Scalable & Provable Correct Manifold Learning of Latent Dynamics
Organization:
Funded by: | Sectorplan Bèta under the focus area Mathematics of Computational Science |
PhD: | |
Supervisors: | chair MIA: Daily supervisor: |
Collaboration: |
Description:
Many processes can be described by dynamical systems. To observe the current behavior and predict the future states of these processes, we need fast and provably accurate numerical solvers. When the dimensionality of a dynamical system is limited, there are many suitable options to use as solvers. However, the dimensionality grows drastically when the needed level of details increases. This limits the number of solvers available and reduces the efficiency of solving the dynamical systems.

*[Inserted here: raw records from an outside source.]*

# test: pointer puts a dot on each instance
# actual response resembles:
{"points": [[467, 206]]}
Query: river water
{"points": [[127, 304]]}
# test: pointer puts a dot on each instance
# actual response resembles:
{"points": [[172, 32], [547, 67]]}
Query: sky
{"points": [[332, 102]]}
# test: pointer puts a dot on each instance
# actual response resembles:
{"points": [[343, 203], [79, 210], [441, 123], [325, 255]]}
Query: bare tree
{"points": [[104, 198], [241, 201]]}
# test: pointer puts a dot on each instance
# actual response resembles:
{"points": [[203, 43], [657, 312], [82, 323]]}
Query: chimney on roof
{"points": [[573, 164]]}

In reduced order modelling, the goal is to accelerate finding the solution of the dynamical systems by reducing their dimensionality, yet without significantly compromising the accuracy. The key idea is to change the coordinates of the dynamical system and project down into a low-dimensional latent space. By smartly changing coordinates, this reduced space contains most if not all of the relevant information of the original system. In practice, this change in coordinates and projection are often carried out through the proper orthogonal decomposition of solution snapshots. Although this works for many problems, there are still plenty of cases for which it does not, especially in computational physics. In this project, we will augment the model reduction method by using auto-encoders to find a suitable latent space. By making use of novel algorithms and appropriate losses for training the auto-encoders, we aim to find smaller latent spaces that allow us to solve higher-dimensional dynamics efficiently, and simultaneously prove the solution accuracy.